Unterwegs mit dem Gottesdienst-Shuttle

Foto: Wikimedia/Ralf Gruner
Landschaft bei Lubań (ehemals Lauban) in Niederschlesien.
Unterwegs mit dem Gottesdienst-Shuttle
In Polen holt der Pastor der einzigen deutschsprachigen evangelischen Gemeinde seine Mitglieder zum Kirchbesuch höchstpersönlich an der Haustür ab – mit dem Gottesdienstshuttle.

Früher, das war, als Pastor Meißler noch den Gottesdienst hielt. Eine schöne Zeit. "Rübezahl" nannte er sein altes Auto, mit dem er anreiste. Manchmal brachte er Hula-Hoop-Reifen mit, wenn er in Sulików (Schönberg) übernachtete. Pastor Meißler war immer so menschennah. Am Schluss wollte man ihn zwingen, die polnische Staatsangehörigkeit anzunehmen. Das wollte er nicht und wurde ausgewiesen. Das war Ende der 1950er Jahre.

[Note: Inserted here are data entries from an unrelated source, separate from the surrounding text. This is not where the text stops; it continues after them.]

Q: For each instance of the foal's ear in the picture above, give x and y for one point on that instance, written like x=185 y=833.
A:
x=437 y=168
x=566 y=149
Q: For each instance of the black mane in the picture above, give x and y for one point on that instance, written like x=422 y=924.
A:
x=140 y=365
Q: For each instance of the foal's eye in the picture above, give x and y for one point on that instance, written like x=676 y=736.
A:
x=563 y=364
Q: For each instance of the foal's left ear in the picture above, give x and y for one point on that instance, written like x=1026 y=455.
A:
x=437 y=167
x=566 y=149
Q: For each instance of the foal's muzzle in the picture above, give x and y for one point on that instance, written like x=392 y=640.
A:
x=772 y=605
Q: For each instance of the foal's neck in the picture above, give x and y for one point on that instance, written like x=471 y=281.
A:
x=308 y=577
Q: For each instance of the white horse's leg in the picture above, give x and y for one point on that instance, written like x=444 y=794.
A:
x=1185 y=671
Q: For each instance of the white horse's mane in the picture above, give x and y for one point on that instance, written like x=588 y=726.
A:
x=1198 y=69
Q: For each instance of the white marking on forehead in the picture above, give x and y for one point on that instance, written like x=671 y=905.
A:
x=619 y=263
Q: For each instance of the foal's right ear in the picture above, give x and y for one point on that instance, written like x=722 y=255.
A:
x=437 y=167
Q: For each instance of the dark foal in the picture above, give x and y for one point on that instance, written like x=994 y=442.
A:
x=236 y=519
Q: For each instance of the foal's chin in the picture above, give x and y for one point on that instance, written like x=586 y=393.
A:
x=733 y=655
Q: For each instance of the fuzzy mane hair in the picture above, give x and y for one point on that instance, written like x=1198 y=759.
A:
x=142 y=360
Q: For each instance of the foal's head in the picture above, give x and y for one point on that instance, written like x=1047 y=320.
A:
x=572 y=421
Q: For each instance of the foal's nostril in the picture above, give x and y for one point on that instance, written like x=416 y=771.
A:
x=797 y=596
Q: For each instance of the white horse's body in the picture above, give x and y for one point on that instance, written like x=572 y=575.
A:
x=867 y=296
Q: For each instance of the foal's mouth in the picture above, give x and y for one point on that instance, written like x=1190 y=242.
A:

Sabine Hermann lädt in der Küche ihres kleinen Fachwerkhaus in Sulików zum Tee. Es riecht nach Pflanzen und Wasserschäden. "Ich gebe keine Interviews", stellt sie gleich zu Anfang klar, erzählt dann aber doch von der Vergangenheit.

20 Kilometer zur Kirche

Jeden zweiten Samstag im Monat kommen Pastor Dawid Mendrok und Kantor Maciej Skrzypczyk bei Sabine Hermann vorbei, um sie mit dem Kleinbus zum Gottesdienst abzuholen.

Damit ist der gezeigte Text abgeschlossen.